Yüksel, ele aldığı konunun kendi hayat hikâyesinin bir parçası olduğunu vurguladığı konuşmasında, 2014 yılında Rusya tarafından Kırım’ın işgal edilmesinden sonra babası İsmet Yüksel’in tahliye edildiğini, annesi Gayana Yüksel’in ise Rusya’nın Federal Güvenlik Servisi (FSB) tarafından alıkonulduğunu anlattı. Yüksel bu sebeple ailesiyle birlikte Ukrayna’nın başkenti Kıyiv’e (Kiev) taşınmak zorunda kaldıklarını aktardı.

“GÖÇMENLİĞİN TÜM ZORLUKLARINI YAŞADIM”

Yüksel, 2022 yılında Rusya’nın Ukrayna’ya geniş çaplı savaş başlatmasından sonra Birleşik Krallık’a Ukraynalı bir mülteci olarak gittiğini dile getirdi. Yüksel bu süreçte yaşadıklarını, “Göçmenliğin tüm zorluklarını yaşamış ve hayatımın en savunmasız döneminde genç yaşta geleceğini kurmaya başlamış biriyim. Son üç yıldır Londra'da yaşıyorum. Bu süre zarfında uluslararası hukuk alanında eğitim aldım ve başkentin en fazla Ukraynalı mülteciye ev sahipliği yapan Barnet semtindeki yerel mecliste çalıştım.” ifadeleriyle anlattı.

“TAM KAPSAMLI İŞGAL GİRİŞİMİNİN ARDINDAN AVRUPA’YA BÜYÜK BİR GÖÇ DALGASI GERÇEKLEŞTİ”

Birleşik Krallık’ta Ukraynalı mültecilerin göç ettikleri ülkeye uyum sağlama ihtiyaçlarına tanık olduğunu dile getiren Yüksel, Avrupa’da Ukraynalı mültecilerin yaşadığı sorunları anlattı. Yüksel, “İkinci Dünya Savaşı’ndan bu yana Ukrayna’da tam kapsamlı savaşın başlamasının ardından Avrupa en büyük göç dalgasına tanık oldu. Mülteci Ajansına göre 2022’den bu yana 6 milyondan fazla insan Ukrayna’yı terk etmek mecburiyetinde kaldı. Mayıs 2025 itibarıyla Avrupa'da yaklaşık 5,1 milyon mülteci bulunmakta. Birçoğu AB ülkelerinde yaşamakta. AB üyesi olmasa da Birleşik Krallık Ukraynalı mültecilerin en çok gittiği önemli bir yer haline geldi.” dedi.

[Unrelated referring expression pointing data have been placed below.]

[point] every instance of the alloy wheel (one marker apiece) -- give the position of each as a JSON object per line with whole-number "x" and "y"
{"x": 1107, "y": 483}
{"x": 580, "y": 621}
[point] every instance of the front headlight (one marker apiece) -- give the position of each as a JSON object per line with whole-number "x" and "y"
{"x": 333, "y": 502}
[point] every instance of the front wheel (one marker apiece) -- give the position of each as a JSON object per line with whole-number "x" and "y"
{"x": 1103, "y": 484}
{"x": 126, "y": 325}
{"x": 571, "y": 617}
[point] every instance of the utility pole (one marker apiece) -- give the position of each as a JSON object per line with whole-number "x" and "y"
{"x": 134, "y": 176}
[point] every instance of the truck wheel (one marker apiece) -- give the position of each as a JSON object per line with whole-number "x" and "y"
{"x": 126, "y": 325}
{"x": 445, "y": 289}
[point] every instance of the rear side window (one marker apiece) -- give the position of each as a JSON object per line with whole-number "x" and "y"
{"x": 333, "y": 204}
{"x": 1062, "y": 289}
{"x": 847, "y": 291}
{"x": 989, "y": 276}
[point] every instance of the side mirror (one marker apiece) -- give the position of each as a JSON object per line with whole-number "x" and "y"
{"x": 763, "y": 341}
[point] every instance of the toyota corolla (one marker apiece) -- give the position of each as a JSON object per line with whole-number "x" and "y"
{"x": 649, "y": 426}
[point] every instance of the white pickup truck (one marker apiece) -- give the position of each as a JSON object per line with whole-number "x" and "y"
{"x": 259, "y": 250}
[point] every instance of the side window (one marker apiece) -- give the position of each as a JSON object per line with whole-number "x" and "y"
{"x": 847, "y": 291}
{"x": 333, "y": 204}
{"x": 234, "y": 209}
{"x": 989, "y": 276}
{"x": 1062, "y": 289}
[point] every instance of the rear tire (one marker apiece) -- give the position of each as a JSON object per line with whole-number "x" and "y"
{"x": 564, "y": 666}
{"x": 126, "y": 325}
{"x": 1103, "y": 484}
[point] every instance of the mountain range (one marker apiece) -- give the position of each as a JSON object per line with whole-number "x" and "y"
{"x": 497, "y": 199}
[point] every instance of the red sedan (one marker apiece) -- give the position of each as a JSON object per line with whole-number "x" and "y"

UKRAYNALI GENÇLERİN AVRUPA’YA GÖÇÜ

Ukrayna’da göçler neticesinde genç sayısında ciddi bir azalma meydana geldiğini ifade eden Yüksel, Ukraynalı genç göçünün hem Ukrayna’da demografik düşüş hem de Ukrayna ve Avrupa’yı uzun vadede etkileyecek bir durum olduğunu aktardı.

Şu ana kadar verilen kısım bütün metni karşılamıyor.